Surely, the Times should not have dared to cover the event. Like other newspapers, it should have echoed the tone of surrender, and parrot the official line: "The police acted in self-defence." The party, after all, is supreme. There was no better demonstration of darkness at noon in a Communist land. Now we know how the Marxists managed to win election after election for the last 25 years in West Bengal. Therein lies the danger. In Marxist-ruled countries, the media is supposed to serve the party and thereby the state. In West Bengal too, the Marxist leaders have enforced the silence of the lambs by patronising the "progressive" section of the media, and bludgeoning the others. The largest newspaper in West Bengal, Ananda Bazar Patrika, has been a constant target of Marxist hoodlums. The CMO itself has been witness to incidents of Marxists beating up mediapersons, and the then CM, Jyoti Basu, going on to justify it.
The Marxists are in the habit of deflecting public discourse on the atrocities the Maoists are wreaking—by claiming that the CPI(M) and the CPI stand for parliamentary methods. The Baalu incident is ample example of their dedication to parliamentary methods. As for extremism, it was the Left that had been demanding vociferously—inside and outside Parliament—that the Salwa Judum, not the Maoists, should be held guilty. Earlier, the Marxists did make an attempt to paint these village self-defence forces as BJP-inspired, but the fact soon came to light that it was the local Congress leadership that had organised them to counter the Naxalites.

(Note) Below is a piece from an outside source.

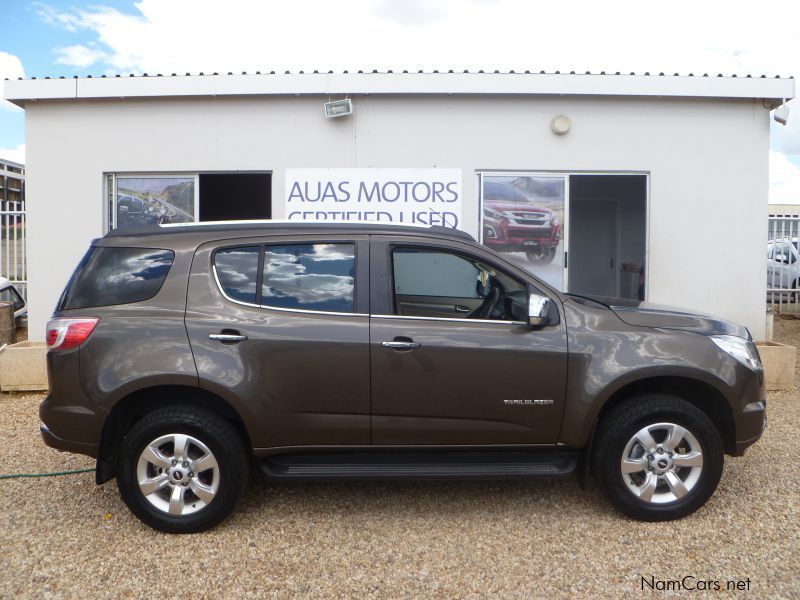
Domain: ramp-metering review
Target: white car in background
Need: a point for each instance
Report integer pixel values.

The Marxists are using their hold on the UPA government to disband the Judum, obviously to give the Maoists wide freedom of operation. That these Maoists have carved out a wide swathe of the country—all the way from eastern Maharashtra through Andhra Pradesh and Orissa to Chhattisgarh and Bihar—and could any day link up with their ideologues in Nepal should be the major concern of the Centre. From Gaya to Jagdalpur, there have been many incidents where Naxals have demonstrated their capacity to run their writ. But the UPA government seems to be closing its eyes to this development.

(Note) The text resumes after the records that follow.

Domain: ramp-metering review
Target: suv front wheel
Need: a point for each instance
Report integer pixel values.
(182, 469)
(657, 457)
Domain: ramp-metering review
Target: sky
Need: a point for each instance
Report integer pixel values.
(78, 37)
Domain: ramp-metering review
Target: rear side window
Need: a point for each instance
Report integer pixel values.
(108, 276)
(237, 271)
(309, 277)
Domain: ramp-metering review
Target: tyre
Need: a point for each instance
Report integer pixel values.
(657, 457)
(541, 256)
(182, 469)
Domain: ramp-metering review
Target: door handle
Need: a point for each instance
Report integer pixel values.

The level of organised violence the CPI(M) cadres demonstrated in Nandigram is no less virulent than the March 15 Naxal attack. While the Nandigram residents were protesting the deprivation of their land for industrial purposes, the CPI(M) had, with the connivance of the state government, decided to evict the protesters by force. They cordoned off the area in a war-like operation. And then, over 5,000 armed police entered the place and brutally beat up, teargassed and fired upon the locals, entering even their huts and dragging them out, beating them all along. In no uncertain way, the Marxists are implementing what is basic to their ideology—that the party is supreme and there's no freedom to criticise or find fault with it. Nandigram is also a demonstration of the Stalinist streak in Marxism. Remember how the Russian dictator allowed millions to die in his attempts to relocate people from one area to another often as a punishment and as a means to thrust industrialisation down their throat.

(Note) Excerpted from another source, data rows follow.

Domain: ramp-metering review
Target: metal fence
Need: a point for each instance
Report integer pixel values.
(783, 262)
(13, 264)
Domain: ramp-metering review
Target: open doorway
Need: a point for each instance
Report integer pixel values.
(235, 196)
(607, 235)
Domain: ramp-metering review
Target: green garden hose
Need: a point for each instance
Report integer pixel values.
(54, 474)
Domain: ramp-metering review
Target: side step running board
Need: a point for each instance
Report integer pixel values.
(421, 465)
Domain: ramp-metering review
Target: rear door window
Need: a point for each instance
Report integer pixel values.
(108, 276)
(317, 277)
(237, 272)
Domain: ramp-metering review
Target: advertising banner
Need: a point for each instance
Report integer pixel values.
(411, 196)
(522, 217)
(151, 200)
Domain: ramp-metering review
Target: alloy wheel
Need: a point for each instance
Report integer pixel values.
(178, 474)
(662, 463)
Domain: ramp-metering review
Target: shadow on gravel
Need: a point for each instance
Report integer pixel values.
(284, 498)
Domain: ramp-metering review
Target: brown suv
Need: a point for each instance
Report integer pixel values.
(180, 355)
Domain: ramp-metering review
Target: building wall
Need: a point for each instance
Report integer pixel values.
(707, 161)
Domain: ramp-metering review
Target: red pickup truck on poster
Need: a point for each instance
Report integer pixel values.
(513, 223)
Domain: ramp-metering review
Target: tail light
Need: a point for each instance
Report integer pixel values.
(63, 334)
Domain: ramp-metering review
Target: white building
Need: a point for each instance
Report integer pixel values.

Now that the CPI(M) in West Bengal has become the champion of industrialisation—of even MNCs—the Stalinist purges and killing fields are being re-enacted in West Bengal. To succeed in these battles, the Marxists need a mute media and a guaranteed blackout—like the 1989 Tiananmen Square incident in Beijing. And Nandigram is the best example. It stands to the eternal discredit of the "progressives" within the media and outside that they are, through their silence, party to this throttling of the freedom of the press.